Details I'm building what is called a direct demand model for predicting boardings at rail transit stations. The most available example is Transit Cooperative Research Project report 16 (TCRP 16). I wish to do so for Amtrak boardings. My outcome variable is annual station boardings. I have collected 2017 count data for all (528) existing Amtrak stations--not all of which are currently in service, or were in service in 2017. So my 'sample' consists of ~500 stations. I wish to predict boarding counts for a planned state-sponsored Amtrak service between two cities in the southeastern US. I collected data for the variables that theory suggested were significant.
I've then usied the STEP function (from the stats package) to build a linear regression model.

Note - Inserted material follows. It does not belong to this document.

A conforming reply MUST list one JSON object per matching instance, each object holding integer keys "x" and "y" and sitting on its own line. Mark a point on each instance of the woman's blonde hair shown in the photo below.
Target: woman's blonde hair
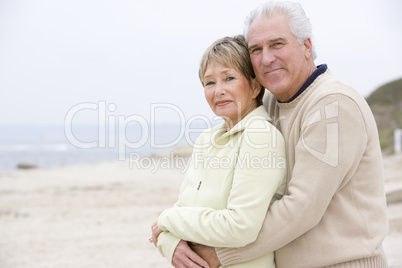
{"x": 230, "y": 52}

#=========regression=======================
## Full model
fullm <- lm(logABA ~ ., data=regress)
## Null model
nullm <- lm(logABA ~ 1, data=regress)
step(nullm, scope=formula(fullm))
#------------------------------------------
After so many hour spent trial-and-error model building, using corrplots with residuals, it seems almost appallingly easy. What a I missing? How do I know when I've buggered my model?
Yes, I read the thread. (The comments on 'Why we hate stepwise' are actually fare more informative.)
Is overfitting still relevant when my sample is my universe? I've only got 36 variables to test, many of which are highly correlated.